Mit der öffentlichen Empörung über die Massenvergewaltigungen wuchsen zugleich Bemühungen, sie für kriegspropagandistische Zwecke zu instrumentalisieren. Berichte über die Vergewaltigung bosnischer Frauen durch serbische Truppen sollten die USA zum militärischen Eingreifen bewegen. Vergewaltigungen durch kroatische Truppen durften dagegen kein Thema sein. Die Internationale Frauensolidaritätskonferenz 1993 in Zagreb konnte nur stattfinden, weil die Organisatorinnen sich gerade dieser Auflage beugten.
Aber auch mit dem Einsatz von UN-Schutztruppen in Bosnien bewahrheitete sich wieder: Jeder Mann - und jeder Soldat - ist ein potentieller Vergewaltiger. Es gibt nicht die guten Truppen, die es auf keinen Fall tun. So hatte sich UN-General MacKenzie wegen der Vergewaltigung von vier muslimischen Mädchen in Sarajevo zu verantworten. Niederländische Militärs mußten Srebrenica verlassen, nachdem es durch sie zu Vergewaltigungen gekommen war.
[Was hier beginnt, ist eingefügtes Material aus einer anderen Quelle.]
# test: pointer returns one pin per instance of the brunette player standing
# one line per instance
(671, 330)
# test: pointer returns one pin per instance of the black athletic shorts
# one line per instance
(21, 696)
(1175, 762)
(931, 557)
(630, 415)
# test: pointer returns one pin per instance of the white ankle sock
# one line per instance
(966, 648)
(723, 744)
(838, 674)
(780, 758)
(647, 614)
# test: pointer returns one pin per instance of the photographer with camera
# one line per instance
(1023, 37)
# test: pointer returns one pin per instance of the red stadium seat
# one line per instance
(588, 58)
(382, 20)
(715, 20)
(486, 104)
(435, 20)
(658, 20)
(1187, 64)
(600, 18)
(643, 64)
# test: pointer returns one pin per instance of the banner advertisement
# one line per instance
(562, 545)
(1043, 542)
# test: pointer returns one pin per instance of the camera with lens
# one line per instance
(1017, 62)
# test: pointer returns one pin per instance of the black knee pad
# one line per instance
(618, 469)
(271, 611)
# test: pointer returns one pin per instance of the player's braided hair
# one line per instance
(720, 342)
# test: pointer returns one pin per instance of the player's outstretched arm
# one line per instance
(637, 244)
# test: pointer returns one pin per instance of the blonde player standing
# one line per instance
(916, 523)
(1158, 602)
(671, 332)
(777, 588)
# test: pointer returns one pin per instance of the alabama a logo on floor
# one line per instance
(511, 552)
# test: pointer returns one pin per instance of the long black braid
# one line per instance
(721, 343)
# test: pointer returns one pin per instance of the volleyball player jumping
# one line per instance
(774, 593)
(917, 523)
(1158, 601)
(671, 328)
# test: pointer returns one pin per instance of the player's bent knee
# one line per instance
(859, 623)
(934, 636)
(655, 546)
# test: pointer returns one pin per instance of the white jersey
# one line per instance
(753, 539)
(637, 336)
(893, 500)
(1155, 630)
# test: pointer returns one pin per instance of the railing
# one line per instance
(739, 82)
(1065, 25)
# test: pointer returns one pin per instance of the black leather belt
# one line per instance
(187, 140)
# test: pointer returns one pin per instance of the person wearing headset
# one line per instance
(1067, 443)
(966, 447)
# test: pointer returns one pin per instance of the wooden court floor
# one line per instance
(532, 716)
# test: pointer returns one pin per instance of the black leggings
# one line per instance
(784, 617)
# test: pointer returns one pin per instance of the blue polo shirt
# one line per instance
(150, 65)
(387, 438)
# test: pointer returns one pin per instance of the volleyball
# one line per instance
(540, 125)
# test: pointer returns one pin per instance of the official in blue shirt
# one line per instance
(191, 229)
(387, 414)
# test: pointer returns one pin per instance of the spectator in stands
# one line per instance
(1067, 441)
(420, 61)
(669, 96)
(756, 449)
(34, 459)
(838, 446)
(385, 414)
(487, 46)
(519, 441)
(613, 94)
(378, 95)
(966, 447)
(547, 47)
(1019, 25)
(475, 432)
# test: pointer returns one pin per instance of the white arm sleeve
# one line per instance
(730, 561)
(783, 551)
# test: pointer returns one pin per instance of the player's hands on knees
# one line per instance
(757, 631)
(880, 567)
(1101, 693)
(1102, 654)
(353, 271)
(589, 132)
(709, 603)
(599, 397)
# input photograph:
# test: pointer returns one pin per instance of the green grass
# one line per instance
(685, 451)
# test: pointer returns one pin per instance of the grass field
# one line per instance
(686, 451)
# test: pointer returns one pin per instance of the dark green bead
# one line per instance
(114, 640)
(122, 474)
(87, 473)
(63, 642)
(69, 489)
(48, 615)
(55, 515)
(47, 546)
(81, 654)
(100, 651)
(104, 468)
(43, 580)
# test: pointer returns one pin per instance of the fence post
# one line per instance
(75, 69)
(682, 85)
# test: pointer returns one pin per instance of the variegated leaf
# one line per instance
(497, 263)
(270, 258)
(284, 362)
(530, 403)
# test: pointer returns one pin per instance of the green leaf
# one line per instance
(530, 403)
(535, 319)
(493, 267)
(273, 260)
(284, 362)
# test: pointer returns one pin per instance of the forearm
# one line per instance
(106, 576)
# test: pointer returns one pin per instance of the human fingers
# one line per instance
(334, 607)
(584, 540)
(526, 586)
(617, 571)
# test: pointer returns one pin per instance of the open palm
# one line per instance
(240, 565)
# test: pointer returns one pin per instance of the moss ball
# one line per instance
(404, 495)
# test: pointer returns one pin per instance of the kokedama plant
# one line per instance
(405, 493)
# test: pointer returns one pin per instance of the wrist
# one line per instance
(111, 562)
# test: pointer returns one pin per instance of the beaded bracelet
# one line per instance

Und jetzt im Kosovo? Auch hier ist es der NATO gelungen, Berichte über Vergewaltigungen und Vertreibungen für ihre Militär operationen zu instrumentalisieren. Seit zwei Monaten wird bombardiert. Täglich werden mehr und mehr Bomben über Jugoslawien abgeworfen. Keine einzige Vergewaltigung und keine einzige Vertreibung wurde damit verhindert - sie haben im Gegenteil die Massaker an den Kosovo-Albanerinnen verschärft. Dabei sehen sich noch nicht einmal die geflohenen Frauen geschützt. Nach einem UNHCR-Bericht werden Frauen, die in Albanien Zuflucht gesucht haben, von der albanischen Mafia verschleppt und zur Prostitution gezwungen. Vom Erlös dieses Frauenhandels werden Waffen für die UÇK finanziert.
Würden die humanitären Begründungen für die Militärintervention zutreffen, ginge es den Verantwortlichen tatsächlich um den Schutz der Menschen und der Menschenrechte, müßte doch zumindest die Hilfe für die Geflohenen bis hin zur großzügigen Aufnahme von Flüchtlingen eine Selbstverständlichkeit sein. Doch hier hört anscheinend das humanitäre Gewissen auf. Da der Krieg schon teuer genug ist, bleibt scheinbar nichts mehr übrig, um die Flüchtlinge sicher und menschenwürdig unterzubringen. Dicht gedrängt hocken sie auf Plastikplanen in Zelten oder gar unter freiem Himmel. Retraumatisierungen sind zu befürchten. Von der dringend notwendigen gynäkologischen und therapeutischen Versorgung für vergewaltigte Frauen ist keine Rede. Das Mitleid mit ihnen hat sich offenbar mit den Bombardements erschöpft. Initiativen wie Medica Kosova von Monika Hauser sind wieder auf Spenden angewiesen, um wenigstens eine mobile gynäkologische Ambulanz und gesonderte Zelte zur psychosozialen Betreuung der betroffenen Frauen einrichten zu können. Nur wenn die Luftangriffe sofort gestoppt werden, wird es möglich sein, den Flüchtlingen zu helfen und die Traumata der Vergewaltigungsopfer zu überwinden.
Unsere Autorin ist frauenpolitische Sprecherin der Bündnisgrünen im Landtag von NRW.